Od 24 grudnia startuję z publikacją nowego ff, bardzo dla mnie ważnego i najdelikatniejszego, jakie kiedykolwiek wymyśliłam. Tutaj macie krótki opis:
"Louis dwa lata temu stracił w wypadku swojego ukochanego. Mimo że przez ten czas pogodził się z losem, to wciąż czuł nieustanną pustkę i samotność. Niby potrafił cieszyć się i jakoś żyć, lecz gdy nadchodził wieczór, a on znów zostawał sam, jego serce zaciskało się z bólu i tęsknoty.

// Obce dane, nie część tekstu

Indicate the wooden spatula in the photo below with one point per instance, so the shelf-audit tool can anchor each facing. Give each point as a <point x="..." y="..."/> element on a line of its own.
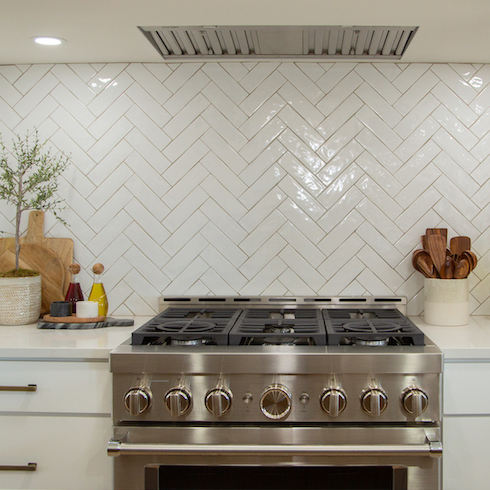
<point x="437" y="251"/>
<point x="436" y="231"/>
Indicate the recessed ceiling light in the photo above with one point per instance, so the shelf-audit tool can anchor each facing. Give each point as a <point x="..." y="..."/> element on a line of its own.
<point x="48" y="41"/>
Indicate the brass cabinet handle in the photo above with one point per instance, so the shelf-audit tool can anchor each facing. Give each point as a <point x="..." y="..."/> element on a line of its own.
<point x="28" y="467"/>
<point x="19" y="388"/>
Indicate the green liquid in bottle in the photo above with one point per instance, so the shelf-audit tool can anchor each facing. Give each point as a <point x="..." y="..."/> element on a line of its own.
<point x="98" y="294"/>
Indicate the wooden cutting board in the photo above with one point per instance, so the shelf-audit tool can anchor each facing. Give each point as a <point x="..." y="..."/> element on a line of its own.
<point x="44" y="261"/>
<point x="61" y="247"/>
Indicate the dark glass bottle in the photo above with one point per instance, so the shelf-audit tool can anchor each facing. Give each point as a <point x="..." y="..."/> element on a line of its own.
<point x="74" y="292"/>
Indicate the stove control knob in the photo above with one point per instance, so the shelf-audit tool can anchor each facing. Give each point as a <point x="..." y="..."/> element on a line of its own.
<point x="333" y="401"/>
<point x="178" y="401"/>
<point x="137" y="401"/>
<point x="275" y="402"/>
<point x="218" y="401"/>
<point x="415" y="401"/>
<point x="374" y="401"/>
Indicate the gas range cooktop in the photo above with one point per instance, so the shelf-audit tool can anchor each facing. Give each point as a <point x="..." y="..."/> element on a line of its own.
<point x="366" y="321"/>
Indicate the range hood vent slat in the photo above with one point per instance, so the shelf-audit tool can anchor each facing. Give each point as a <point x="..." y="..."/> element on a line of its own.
<point x="269" y="42"/>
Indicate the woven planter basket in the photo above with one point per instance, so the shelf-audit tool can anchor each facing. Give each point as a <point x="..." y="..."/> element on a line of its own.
<point x="20" y="300"/>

Nieustannie towarzyszyło mu poczucie samotności i miał wrażenie, że nigdzie tak naprawdę nie pasuje, a im więcej czasu mijało od wypadku, tym te uczucia się pogłębiały.

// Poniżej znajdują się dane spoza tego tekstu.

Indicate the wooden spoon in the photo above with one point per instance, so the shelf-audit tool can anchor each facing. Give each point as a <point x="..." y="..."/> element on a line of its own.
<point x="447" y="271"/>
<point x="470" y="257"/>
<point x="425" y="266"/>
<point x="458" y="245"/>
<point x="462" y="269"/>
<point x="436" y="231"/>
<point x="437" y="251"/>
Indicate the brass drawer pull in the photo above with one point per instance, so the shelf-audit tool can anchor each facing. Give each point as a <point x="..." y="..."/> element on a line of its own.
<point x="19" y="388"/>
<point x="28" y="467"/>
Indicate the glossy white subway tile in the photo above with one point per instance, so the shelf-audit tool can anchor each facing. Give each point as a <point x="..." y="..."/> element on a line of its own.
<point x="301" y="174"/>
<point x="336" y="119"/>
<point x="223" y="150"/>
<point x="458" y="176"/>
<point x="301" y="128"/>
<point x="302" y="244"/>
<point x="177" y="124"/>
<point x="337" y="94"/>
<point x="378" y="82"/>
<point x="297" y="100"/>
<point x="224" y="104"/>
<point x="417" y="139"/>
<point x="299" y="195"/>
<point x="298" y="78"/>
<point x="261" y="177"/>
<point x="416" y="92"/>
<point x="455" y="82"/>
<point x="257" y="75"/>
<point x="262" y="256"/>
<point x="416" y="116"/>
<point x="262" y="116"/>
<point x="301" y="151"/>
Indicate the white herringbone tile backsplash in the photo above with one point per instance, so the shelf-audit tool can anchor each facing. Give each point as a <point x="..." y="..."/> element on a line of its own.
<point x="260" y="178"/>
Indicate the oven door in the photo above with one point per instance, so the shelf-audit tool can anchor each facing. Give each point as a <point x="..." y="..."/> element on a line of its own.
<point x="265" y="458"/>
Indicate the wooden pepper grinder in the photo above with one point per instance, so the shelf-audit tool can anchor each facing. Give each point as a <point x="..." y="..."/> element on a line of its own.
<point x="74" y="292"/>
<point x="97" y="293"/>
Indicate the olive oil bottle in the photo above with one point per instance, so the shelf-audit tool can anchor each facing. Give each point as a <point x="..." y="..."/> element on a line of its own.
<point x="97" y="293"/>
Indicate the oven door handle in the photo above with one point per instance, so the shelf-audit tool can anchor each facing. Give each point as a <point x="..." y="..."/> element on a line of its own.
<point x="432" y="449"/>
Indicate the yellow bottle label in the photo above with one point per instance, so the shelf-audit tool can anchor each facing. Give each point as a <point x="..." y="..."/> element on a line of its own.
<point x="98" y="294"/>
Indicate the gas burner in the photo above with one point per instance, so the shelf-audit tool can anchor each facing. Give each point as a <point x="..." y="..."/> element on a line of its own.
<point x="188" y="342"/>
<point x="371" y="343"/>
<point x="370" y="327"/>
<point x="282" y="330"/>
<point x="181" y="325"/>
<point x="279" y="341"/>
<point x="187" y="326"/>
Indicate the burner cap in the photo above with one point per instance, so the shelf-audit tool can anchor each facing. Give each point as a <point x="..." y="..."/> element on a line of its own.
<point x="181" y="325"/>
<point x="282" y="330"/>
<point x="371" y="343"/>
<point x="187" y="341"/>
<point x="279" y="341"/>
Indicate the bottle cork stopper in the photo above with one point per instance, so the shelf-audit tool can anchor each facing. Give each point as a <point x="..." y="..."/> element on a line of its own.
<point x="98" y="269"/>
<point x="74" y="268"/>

Pewnego dnia wracając od grobu, zauważa siedzącego na ławeczce i zanoszącego się płaczem młodego chłopaka, którego długie loki wiatr targał na wszystkie strony. Jedno spojrzenie na pomnik wystarczyło, by zrozumiał, że jest to Harry Styles, o którym ostatnio było bardzo głośno w mieście, jego chłopak Nick zmarł dwa miesiące temu na imprezie, nie wiedział, że jest ciężko chory na serce, a nawet mała ilość kokainy jest w stanie go zabić. Brunet próbował objąć sam siebie i wyglądał przy tym tak krucho i samotnie, że Louis nie potrafił przejść obojętnie, zbyt dobrze wiedział, jakie to uczucie.
Jak potoczy się ich znajomość i czy dwa zranione serca, będą potrafiły odnaleźć szczęście i ponownie otworzyć się na miłość? Jak przyjmą to ludzie z ich otoczenia?"